Garland-Thomson, Rosemarie. “Misfits: A Feminist Materialist Disability  Concept.”  Ethics of EmbodimentSpec. issue of Hypatia 26.3 (Summer  2011): 591-609.
            Use this as a means of composing an abstract for your own paper
 Read the following abstract carefully, not so much for its content as for what it’s doing in communicating what sorts of things it covers:
This article offers the critical concept misfit1 in an effort to further think through the lived identity and experience of disability2 as it is situated in place and time. The idea of a misfit and the situation of misfitting that I offer here elaborate a materialist feminist understanding of disability3 by extending a consideration of how the particularities of embodiment interact with the environment in its broadest sense, to include both its spatial and temporal aspects4. The interrelated dynamics of fitting and misfitting constitute a particular aspect of world-making involved in material-discursive becoming5. The essay makes three arguments: the concept of misfit emphasizes the particularity of varying lived embodiments and avoids a theoretical generic disabled body; the concept of misfit clarifies the current feminist critical conversation about universal vulnerability and dependence; the concept of misfitting as a shifting spatial and perpetually temporal relationship confers agency and value on disabled subjects6.
1 In unpacking the abstract, we can see that, for instance, when the abstract announces, “This article offers the critical concept misfit,” it is calling attention to the concept of a word with a negative connotation (“misfit”) that is used to define certain members of society. 
2 By following that with, “in an effort to further think through the lived identity and experience of disability,” the author then includes her project and article as part of the scholarly work that is theorizing the notion of identity and who focus on one particular identity (“disability”) within the field of identity studies. 
3 When the abstract says, “The idea of a misfit and the situation of misfitting that I offer here elaborate a materialist feminist understanding of disability,” it then locates this article more precisely within the academic conversation amongst feminists who study the materiel conditions of people’s lives, in order to understand how the environments people move between and among in their daily lives influence the ways in which those lives can be lived (what the advantages and constrictions the world places on groups and individuals). 
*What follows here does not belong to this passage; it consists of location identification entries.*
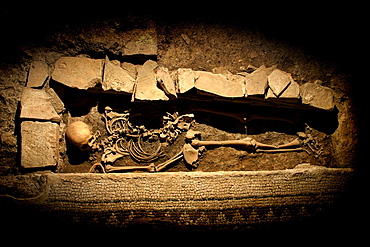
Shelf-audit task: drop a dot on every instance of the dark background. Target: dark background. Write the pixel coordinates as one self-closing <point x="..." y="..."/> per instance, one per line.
<point x="331" y="32"/>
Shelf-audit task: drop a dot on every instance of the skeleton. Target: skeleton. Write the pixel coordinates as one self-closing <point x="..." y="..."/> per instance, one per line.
<point x="79" y="134"/>
<point x="126" y="139"/>
<point x="119" y="129"/>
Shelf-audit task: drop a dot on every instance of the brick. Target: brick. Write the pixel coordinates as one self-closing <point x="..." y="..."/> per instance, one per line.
<point x="78" y="72"/>
<point x="39" y="144"/>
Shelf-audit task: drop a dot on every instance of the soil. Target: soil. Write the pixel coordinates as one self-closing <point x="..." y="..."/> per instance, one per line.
<point x="199" y="44"/>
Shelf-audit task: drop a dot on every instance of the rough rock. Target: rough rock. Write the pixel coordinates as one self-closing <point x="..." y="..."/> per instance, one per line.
<point x="78" y="72"/>
<point x="38" y="74"/>
<point x="39" y="147"/>
<point x="219" y="85"/>
<point x="185" y="79"/>
<point x="130" y="69"/>
<point x="146" y="83"/>
<point x="56" y="101"/>
<point x="292" y="92"/>
<point x="140" y="42"/>
<point x="278" y="81"/>
<point x="116" y="78"/>
<point x="256" y="82"/>
<point x="165" y="82"/>
<point x="36" y="104"/>
<point x="317" y="96"/>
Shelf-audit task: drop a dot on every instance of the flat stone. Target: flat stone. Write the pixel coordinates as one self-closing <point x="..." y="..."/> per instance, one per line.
<point x="78" y="72"/>
<point x="146" y="83"/>
<point x="317" y="96"/>
<point x="56" y="101"/>
<point x="292" y="92"/>
<point x="140" y="42"/>
<point x="116" y="78"/>
<point x="39" y="144"/>
<point x="38" y="74"/>
<point x="256" y="82"/>
<point x="185" y="79"/>
<point x="165" y="82"/>
<point x="219" y="85"/>
<point x="130" y="69"/>
<point x="36" y="104"/>
<point x="278" y="81"/>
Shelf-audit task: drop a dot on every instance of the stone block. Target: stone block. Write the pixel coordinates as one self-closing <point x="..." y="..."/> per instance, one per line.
<point x="219" y="85"/>
<point x="256" y="82"/>
<point x="140" y="42"/>
<point x="116" y="78"/>
<point x="291" y="92"/>
<point x="78" y="72"/>
<point x="39" y="144"/>
<point x="146" y="84"/>
<point x="185" y="80"/>
<point x="56" y="101"/>
<point x="130" y="69"/>
<point x="36" y="104"/>
<point x="317" y="96"/>
<point x="278" y="81"/>
<point x="38" y="74"/>
<point x="165" y="82"/>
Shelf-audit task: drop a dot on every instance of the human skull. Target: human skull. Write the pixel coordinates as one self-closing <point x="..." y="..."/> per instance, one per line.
<point x="79" y="134"/>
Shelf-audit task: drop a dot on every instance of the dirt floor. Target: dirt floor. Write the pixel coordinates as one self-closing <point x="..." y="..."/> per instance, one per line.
<point x="199" y="44"/>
4 When the author then adds, “by extending a consideration of how the particularities of embodiment interact with the environment in its broadest sense, to include both its spatial and temporal aspects,” she lets readers know that she is adding to that scholarly conversation by examining the ways in which the bodies of those people designated as “misfits” are affected in space and time.  
5 When she then says, “The interrelated dynamics of fitting and misfitting constitute a particular aspect of world-making involved in material-discursive becoming,” she’s further adding to the conversation by interrogating how those who are seen as “fit” (able-bodied) and those who are not (“disabled”) are constructed and thereby constrained by the very ways in which our culture talks, reads, and therefore thinks about them. 

6 Finally, the author advances the three-part thesis that her paper will argue for:  “The essay makes three arguments: the concept of misfit emphasizes the particularity of varying lived embodiments and avoids a theoretical generic disabled body; the concept of misfit clarifies the current feminist critical conversation about universal vulnerability and dependence; the concept of misfitting as a shifting spatial and perpetually temporal relationship confers agency and value on disabled subjects.”